Merge two Git repositories without breaking file history

116,083

Solution 1

It turns out that the answer is much simpler if you're simply trying to glue two repositories together and make it look like it was that way all along rather than manage an external dependency. You simply need to add remotes to your old repos, merge them to your new master, move the files and folders to a subdirectory, commit the move, and repeat for all additional repos. Submodules, subtree merges, and fancy rebases are intended to solve a slightly different problem and aren't suitable for what I was trying to do.

Here's an example Powershell script to glue two repositories together:

# Assume the current directory is where we want the new repository to be created
# Create the new repository
git init

# Before we do a merge, we have to have an initial commit, so we'll make a dummy commit
git commit --allow-empty -m "Initial dummy commit"

# Add a remote for and fetch the old repo
# (the '--fetch' (or '-f') option will make git immediately fetch commits to the local repo after adding the remote)
git remote add --fetch old_a <OldA repo URL>

# Merge the files from old_a/master into new/master
git merge old_a/master --allow-unrelated-histories

# Move the old_a repo files and folders into a subdirectory so they don't collide with the other repo coming later
mkdir old_a
dir -exclude old_a | %{git mv $_.Name old_a}

# Commit the move
git commit -m "Move old_a files into subdir"

# Do the same thing for old_b
git remote add -f old_b <OldB repo URL>
git merge old_b/master --allow-unrelated-histories
mkdir old_b
dir –exclude old_a,old_b | %{git mv $_.Name old_b}
git commit -m "Move old_b files into subdir"

Obviously you could instead merge old_b into old_a (which becomes the new combined repo) if you’d rather do that – modify the script to suit.

If you want to bring over in-progress feature branches as well, use this:

# Bring over a feature branch from one of the old repos
git checkout -b feature-in-progress
git merge -s recursive -Xsubtree=old_a old_a/feature-in-progress

That's the only non-obvious part of the process - that's not a subtree merge, but rather an argument to the normal recursive merge that tells Git that we renamed the target and that helps Git line everything up correctly.
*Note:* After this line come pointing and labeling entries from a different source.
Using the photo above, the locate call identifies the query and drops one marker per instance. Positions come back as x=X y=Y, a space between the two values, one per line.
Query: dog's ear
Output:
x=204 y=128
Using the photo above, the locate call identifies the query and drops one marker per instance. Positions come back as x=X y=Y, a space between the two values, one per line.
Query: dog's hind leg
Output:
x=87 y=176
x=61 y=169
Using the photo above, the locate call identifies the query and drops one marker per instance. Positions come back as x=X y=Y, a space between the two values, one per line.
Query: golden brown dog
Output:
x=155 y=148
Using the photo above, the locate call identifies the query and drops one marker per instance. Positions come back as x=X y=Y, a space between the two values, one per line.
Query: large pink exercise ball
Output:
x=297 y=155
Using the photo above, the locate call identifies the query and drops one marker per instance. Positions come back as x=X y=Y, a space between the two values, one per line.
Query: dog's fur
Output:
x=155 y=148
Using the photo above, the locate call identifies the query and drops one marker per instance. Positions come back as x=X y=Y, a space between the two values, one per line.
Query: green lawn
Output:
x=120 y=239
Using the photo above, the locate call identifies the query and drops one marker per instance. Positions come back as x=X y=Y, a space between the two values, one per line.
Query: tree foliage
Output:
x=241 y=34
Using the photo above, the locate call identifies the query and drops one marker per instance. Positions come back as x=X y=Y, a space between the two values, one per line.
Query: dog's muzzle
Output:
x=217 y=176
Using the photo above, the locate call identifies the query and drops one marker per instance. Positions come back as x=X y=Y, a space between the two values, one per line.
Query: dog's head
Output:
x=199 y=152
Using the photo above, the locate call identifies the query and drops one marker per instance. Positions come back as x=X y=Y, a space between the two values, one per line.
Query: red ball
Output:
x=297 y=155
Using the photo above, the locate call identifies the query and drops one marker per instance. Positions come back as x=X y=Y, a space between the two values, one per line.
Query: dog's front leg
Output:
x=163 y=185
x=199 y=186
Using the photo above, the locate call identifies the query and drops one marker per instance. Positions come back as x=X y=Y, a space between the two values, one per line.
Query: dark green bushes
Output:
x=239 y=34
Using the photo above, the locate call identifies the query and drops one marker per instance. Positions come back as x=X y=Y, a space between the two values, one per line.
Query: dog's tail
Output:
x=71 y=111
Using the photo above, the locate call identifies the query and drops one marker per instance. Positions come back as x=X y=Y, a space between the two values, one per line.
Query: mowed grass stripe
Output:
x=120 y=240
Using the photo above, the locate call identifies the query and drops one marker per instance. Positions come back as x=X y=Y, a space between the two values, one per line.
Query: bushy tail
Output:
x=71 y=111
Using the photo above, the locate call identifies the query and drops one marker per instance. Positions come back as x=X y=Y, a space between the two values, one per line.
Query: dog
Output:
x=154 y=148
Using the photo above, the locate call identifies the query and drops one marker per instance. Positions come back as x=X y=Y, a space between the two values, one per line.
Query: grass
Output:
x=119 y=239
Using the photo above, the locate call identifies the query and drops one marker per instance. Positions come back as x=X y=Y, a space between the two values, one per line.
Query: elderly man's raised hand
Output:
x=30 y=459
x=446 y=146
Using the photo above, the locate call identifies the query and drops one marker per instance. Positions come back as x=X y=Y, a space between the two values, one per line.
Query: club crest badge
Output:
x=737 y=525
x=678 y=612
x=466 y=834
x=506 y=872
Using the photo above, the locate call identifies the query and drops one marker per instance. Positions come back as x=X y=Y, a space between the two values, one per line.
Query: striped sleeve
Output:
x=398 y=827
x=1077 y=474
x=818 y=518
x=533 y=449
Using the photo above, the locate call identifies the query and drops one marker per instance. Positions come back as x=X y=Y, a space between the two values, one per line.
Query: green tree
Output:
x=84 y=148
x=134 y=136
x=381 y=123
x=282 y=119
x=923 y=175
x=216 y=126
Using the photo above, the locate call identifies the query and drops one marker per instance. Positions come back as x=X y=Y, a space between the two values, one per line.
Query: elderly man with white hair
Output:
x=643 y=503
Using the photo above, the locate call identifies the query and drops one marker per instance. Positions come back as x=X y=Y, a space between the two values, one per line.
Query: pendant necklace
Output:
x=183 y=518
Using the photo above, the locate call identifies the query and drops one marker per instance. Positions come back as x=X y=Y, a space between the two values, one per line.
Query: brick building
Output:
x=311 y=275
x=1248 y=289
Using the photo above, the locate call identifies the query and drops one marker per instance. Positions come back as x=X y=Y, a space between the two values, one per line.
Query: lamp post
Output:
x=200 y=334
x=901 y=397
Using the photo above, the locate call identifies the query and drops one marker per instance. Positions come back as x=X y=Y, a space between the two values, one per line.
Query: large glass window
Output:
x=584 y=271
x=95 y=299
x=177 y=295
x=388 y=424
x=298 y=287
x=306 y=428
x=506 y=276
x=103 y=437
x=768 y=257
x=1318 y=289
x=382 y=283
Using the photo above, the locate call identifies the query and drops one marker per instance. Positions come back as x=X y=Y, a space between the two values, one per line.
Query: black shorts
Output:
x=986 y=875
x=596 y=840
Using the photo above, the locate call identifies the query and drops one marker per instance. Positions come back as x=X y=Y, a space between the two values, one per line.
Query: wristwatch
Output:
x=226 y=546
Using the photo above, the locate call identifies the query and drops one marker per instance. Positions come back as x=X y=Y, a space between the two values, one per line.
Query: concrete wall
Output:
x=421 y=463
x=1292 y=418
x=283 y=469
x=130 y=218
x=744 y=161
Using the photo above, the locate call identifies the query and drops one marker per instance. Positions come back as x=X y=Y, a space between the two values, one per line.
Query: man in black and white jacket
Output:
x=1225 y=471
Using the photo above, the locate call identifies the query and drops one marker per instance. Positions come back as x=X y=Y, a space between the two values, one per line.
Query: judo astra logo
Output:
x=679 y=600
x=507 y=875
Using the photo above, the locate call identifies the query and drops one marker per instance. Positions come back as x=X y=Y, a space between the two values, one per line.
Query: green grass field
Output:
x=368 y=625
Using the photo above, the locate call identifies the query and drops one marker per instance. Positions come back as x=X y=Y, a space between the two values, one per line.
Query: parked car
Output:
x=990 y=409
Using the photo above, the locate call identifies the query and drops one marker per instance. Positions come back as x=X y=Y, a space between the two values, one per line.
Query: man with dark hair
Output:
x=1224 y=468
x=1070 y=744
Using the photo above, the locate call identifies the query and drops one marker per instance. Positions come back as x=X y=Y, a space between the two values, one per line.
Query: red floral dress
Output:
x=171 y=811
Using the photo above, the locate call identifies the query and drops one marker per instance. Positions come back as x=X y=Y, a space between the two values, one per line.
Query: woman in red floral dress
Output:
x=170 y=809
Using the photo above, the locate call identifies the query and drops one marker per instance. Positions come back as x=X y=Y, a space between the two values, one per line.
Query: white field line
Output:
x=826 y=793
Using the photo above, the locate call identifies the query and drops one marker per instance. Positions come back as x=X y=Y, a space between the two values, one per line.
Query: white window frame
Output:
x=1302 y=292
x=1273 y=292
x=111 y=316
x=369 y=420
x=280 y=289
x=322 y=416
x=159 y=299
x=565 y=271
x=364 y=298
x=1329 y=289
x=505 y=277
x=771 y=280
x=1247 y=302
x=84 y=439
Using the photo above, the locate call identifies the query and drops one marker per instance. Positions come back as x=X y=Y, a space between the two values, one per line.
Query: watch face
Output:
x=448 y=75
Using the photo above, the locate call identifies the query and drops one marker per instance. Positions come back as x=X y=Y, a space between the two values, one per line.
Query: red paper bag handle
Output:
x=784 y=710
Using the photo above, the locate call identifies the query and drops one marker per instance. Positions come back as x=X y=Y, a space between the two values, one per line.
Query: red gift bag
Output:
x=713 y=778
I wrote up a slightly more detailed explanation here.

Solution 2

Here's a way that doesn't rewrite any history, so all commit IDs will remain valid. The end-result is that the second repo's files will end up in a subdirectory.

  1. Add the second repo as a remote:

    cd firstgitrepo/
    git remote add secondrepo username@servername:andsoon
    
  2. Make sure that you've downloaded all of the secondrepo's commits:

    git fetch secondrepo
    
  3. Create a local branch from the second repo's branch:

    git branch branchfromsecondrepo secondrepo/master
    
  4. Move all its files into a subdirectory:

    git checkout branchfromsecondrepo
    mkdir subdir/
    git ls-tree -z --name-only HEAD | xargs -0 -I {} git mv {} subdir/
    git commit -m "Moved files to subdir/"
    
  5. Merge the second branch into the first repo's master branch:

    git checkout master
    git merge --allow-unrelated-histories branchfromsecondrepo
    

Your repository will have more than one root commit, but that shouldn't pose a problem.

Solution 3

Say you want to merge repository a into b (I'm assuming they're located alongside one another):

cd b
git remote add a ../a
git fetch a
git merge --allow-unrelated-histories a/master
git remote remove a

In case you want to put a into a subdirectory do the following before the commands above:

cd a
git filter-repo --to-subdirectory-filter a
cd ..

For this you need git-filter-repo installed (filter-branch is discouraged).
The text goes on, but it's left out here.